The good news for utilities, he says, is a number of innovative players have already shown the way. For instance, Cross-Call lauds the Vermont utility Green Mountain Power (which IEEE Spectrumprofiled in 2014) as “one of the most innovative utilities in the U.S.” He says Green Mountain represents a hybrid approach, offering both platform development and some expanded offerings as well.

On the latter front, for instance, Green Mountain Power offers home energy audits and efficiency consulting as part of its services. And as a platform developer, they’ve partnered with Tesla to promote and install Tesla Powerwall and Powerpack batteries for home energy storage.

New York state also provides an example of utilities that have developed platforms that third parties can use. For instance, according to a Rocky Mountain Institute blog on the subject, in 2014 Con Edison opted not to open a US $1 billion electric substation and instead contracted out to other companies. Con Edison spent an estimated $505 million on renewables, increased efficiency, substation transformers, and power rerouting in the resulting Brooklyn-Queens Demand Management program. While a regulated utility might not always be so driven to avoid costs, the RMI’s blog notes that the New York Public Service Commission incentivized ConEd to seek what it calls ConEd’s “non-traditional solutions.”

“Demand for electricity has become flat or declining in many places.”

As such, RMI’s report calls the BQDM “the poster child for non-wire alternative investments.” (On the other hand, not all media accounts of BQDM have been as glowing. Last year one report called into question the savings and even the necessity of the New York City program.)
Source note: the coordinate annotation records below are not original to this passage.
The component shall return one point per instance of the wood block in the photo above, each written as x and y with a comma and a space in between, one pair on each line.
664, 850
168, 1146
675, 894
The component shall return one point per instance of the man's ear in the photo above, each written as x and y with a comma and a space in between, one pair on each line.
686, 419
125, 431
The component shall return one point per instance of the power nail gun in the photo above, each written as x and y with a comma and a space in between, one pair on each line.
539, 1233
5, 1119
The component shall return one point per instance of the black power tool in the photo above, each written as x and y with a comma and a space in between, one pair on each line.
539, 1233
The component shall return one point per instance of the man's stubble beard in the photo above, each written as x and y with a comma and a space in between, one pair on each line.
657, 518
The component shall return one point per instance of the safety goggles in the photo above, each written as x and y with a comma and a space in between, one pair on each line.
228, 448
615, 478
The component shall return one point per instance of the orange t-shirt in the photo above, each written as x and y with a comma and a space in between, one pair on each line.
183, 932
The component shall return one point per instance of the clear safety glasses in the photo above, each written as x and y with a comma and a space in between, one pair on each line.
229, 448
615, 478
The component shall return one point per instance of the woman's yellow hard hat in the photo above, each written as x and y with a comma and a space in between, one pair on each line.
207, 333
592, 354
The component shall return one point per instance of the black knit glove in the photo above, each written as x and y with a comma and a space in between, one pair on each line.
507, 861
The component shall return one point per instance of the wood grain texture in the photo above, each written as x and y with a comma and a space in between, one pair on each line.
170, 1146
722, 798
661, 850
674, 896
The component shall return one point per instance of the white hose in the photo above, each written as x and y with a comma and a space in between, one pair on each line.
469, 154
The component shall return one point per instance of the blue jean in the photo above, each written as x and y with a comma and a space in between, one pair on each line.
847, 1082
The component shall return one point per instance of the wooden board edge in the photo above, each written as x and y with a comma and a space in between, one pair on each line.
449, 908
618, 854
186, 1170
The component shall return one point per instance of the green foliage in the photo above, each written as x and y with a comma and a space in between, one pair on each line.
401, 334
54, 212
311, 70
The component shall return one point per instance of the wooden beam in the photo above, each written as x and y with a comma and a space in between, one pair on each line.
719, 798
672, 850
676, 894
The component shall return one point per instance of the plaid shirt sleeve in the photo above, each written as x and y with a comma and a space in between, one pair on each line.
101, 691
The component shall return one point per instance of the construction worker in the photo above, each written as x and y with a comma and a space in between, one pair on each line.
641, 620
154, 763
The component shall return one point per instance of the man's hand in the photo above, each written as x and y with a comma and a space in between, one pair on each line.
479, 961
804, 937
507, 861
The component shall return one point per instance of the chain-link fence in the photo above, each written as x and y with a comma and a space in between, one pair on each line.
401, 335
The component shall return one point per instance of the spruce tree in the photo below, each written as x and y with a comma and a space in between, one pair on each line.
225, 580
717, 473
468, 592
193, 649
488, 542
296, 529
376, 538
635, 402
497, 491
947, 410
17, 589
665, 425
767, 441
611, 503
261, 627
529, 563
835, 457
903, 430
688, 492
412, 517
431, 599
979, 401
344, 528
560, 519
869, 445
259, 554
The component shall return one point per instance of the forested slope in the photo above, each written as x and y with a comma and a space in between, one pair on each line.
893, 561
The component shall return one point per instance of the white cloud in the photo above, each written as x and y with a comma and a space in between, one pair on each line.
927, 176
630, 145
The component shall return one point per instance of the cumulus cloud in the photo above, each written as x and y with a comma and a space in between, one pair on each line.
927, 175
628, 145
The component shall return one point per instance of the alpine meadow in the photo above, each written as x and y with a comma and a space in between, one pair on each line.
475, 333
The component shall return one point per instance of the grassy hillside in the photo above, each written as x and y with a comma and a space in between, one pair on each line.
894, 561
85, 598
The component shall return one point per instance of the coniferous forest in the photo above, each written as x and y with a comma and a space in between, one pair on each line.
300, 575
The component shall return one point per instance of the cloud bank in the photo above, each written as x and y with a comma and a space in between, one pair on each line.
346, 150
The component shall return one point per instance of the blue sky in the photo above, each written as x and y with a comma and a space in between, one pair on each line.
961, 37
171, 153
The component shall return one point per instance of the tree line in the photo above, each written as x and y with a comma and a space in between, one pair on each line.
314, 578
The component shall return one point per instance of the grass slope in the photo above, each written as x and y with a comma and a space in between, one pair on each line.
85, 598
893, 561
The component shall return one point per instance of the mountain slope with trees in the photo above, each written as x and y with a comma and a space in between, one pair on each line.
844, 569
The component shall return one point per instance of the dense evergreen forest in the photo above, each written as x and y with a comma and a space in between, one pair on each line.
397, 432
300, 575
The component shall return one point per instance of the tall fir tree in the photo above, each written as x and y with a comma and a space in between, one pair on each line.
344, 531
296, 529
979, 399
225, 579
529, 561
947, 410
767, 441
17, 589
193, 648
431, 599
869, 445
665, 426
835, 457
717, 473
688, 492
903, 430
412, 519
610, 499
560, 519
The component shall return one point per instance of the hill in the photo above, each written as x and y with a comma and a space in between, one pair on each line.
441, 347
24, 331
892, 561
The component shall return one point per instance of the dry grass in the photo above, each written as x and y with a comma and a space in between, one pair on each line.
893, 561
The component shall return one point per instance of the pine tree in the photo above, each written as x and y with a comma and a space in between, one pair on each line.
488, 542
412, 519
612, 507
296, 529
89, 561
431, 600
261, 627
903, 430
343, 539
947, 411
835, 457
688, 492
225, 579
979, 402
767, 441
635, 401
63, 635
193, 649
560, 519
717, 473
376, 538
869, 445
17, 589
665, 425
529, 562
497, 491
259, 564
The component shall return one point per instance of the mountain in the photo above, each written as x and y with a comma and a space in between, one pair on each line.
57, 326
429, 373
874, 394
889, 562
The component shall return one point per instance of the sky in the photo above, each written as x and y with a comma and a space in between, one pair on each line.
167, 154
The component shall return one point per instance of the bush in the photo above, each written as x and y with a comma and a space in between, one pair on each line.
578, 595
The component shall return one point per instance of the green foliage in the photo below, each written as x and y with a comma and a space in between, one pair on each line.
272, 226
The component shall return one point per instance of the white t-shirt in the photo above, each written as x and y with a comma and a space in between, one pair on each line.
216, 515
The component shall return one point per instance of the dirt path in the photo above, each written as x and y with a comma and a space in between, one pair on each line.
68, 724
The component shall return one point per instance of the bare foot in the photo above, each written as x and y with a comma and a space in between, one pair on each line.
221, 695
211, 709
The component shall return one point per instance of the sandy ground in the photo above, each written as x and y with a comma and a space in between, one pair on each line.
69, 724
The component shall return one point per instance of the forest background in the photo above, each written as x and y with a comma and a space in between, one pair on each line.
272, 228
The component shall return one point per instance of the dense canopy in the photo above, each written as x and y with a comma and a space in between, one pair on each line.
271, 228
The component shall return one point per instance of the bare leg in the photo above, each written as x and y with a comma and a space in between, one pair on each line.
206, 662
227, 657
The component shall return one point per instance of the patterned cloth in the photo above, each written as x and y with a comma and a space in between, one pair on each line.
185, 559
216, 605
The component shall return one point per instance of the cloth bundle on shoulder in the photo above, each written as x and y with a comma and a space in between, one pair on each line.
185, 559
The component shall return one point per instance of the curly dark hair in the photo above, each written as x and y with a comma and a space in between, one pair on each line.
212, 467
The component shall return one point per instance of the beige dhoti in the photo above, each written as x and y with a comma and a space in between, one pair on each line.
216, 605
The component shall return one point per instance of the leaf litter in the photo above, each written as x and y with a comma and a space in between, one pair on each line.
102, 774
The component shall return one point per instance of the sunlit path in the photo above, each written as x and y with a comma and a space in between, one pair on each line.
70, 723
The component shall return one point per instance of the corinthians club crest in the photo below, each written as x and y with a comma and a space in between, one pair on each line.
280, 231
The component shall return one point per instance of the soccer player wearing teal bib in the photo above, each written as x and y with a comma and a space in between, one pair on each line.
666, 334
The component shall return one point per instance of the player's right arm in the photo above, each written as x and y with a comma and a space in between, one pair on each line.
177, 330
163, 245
California also offers a case study in utilities that have expanded their own services, especially into regions that might otherwise be underserved.

The boom market in electric vehicles, Cross-Call says, makes a chicken-or-egg problem of charging stations. Namely, electric vehicles face headwinds as they try to penetrate further into the consumer automotive market if charging stations aren’t widely available. But the business incentive for making charging stations widely available is, of course, having more electric vehicles (EVs) on the roads.

“Utilities arguably have a significant role in developing and, in some cases, owning that EV charging infrastructure,” Cross-Call says. And Golden State regulators have studied the EV charging chicken-or-egg problem as intensively as any, he says.

“California has determined that utilities can own EV infrastructure in cases where the private market is not showing up,” he says.

So in cities and other regions with already high EV penetration, he says, the commercial sector could build out many of the EV charging stations the market will demand. However, utilities could still pick up plenty of slack in currently underserved markets.

And this leads to the cautionary tale underlying the entire RMI report. Market forces and incentives can shape electric utilities and infrastructure in productive ways…up to a point.

But market forces can also run amok and leave many consumers literally in the dark, as the 2001 collapse of Enron exemplifies. Enron was a Texas-based electricity production and transmission company that in the late 1990s turned their future energy production (and plenty other things outside energy) into futures contracts for Wall Street to gamble on. The speculative frenzy they launched helped spark a series of blackouts and energy price spikes in California in 2000 and 2001. Enron declared bankruptcy in December 2001.   

Cross-Call says state and local regulators must be proactive in guiding local utilities through their transition from centrally generated fossil-based entities to more decentralized and renewables-based utilities.

“Enron and the California energy crisis is always an apt reference point in electricity industry transformation,” he says. “It requires market oversight and regulation and appropriate market rules to ensure there’s not that type of market behavior or taking advantage of customers or others. Utilities are regulated businesses for a reason. The role of that regulation has to remain at the heart of this work.”